1944
Rosshaar sei es, schrie meine Mutter,
Rosshaar! Und kein Menschenhaar!
Aber ich ekelte mich halbtot
vor dem blankbraunen Haar,
das aus meinem Kopfkissen quoll.
1949
Aus dem Drainagerohr schimmerte mir etwas Gelbes entgegen.
Ich griff hinein und hielt einen Salamander in der Hand,
der verdutzt in die Runde sah und davonlief, als ich ihn ins Gras setzte.
Es war ein Krabbeln und schleimiges Sichbewegen in dem Drainage-Rohr,
die Stärkeren und noch Munteren waren auf die Schwächeren gestiegen,
und ganz zuunterst lagen die bereits toten –
Salamander, Eidechsen, Blindschleichen, Frösche, Kröten.
1952
Über der Regenwasser-Zisterne in der Waschküche
sammelten sich im Spätherbst
Zehntausende von Mücken.
Wer liebt schon Mücken?
meine Mutter kaufte Jakutin-Räucherstäbchen,
wir verschlossen Fenster und Tür der Waschküche.

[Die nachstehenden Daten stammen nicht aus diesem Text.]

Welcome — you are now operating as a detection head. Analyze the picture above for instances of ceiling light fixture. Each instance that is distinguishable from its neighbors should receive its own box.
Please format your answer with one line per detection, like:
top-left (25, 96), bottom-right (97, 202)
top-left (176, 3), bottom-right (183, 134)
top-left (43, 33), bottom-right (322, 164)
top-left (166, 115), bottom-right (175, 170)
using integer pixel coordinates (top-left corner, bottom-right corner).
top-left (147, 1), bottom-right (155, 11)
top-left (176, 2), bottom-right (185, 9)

Bald darauf drang ein Jaulen an unser Ohr,
das zu einem Heulen anschwoll,
unter dem das Haus erbebte,
und wenn es erlosch, fegten wir die Leichen hinaus.
1955
Mit „Nacht und Nebel“ von Alain Resnais
begann eine neue Zeitrechnung.
Zwischen uns und unseren Eltern brach eine Kluft auf,
die sich nie wieder schloss.
Mit meiner Mutter, die kürzlich starb,
habe ich über diese Dinge nie sprechen können,
"uns Deutschen hat man schon immer alles Böse in die Schuhe geschoben!"
und als Beweis ihrer Toleranz
zitierte sie oft das Gebet
zur Einleitung des Schabbat,
das sie in der jüdischen Familie gelernt hatte,
in der sie Kindergärtnerin war:
Baruch atta adonai, elohenu melech ha-olam, bore pri ha-gafen.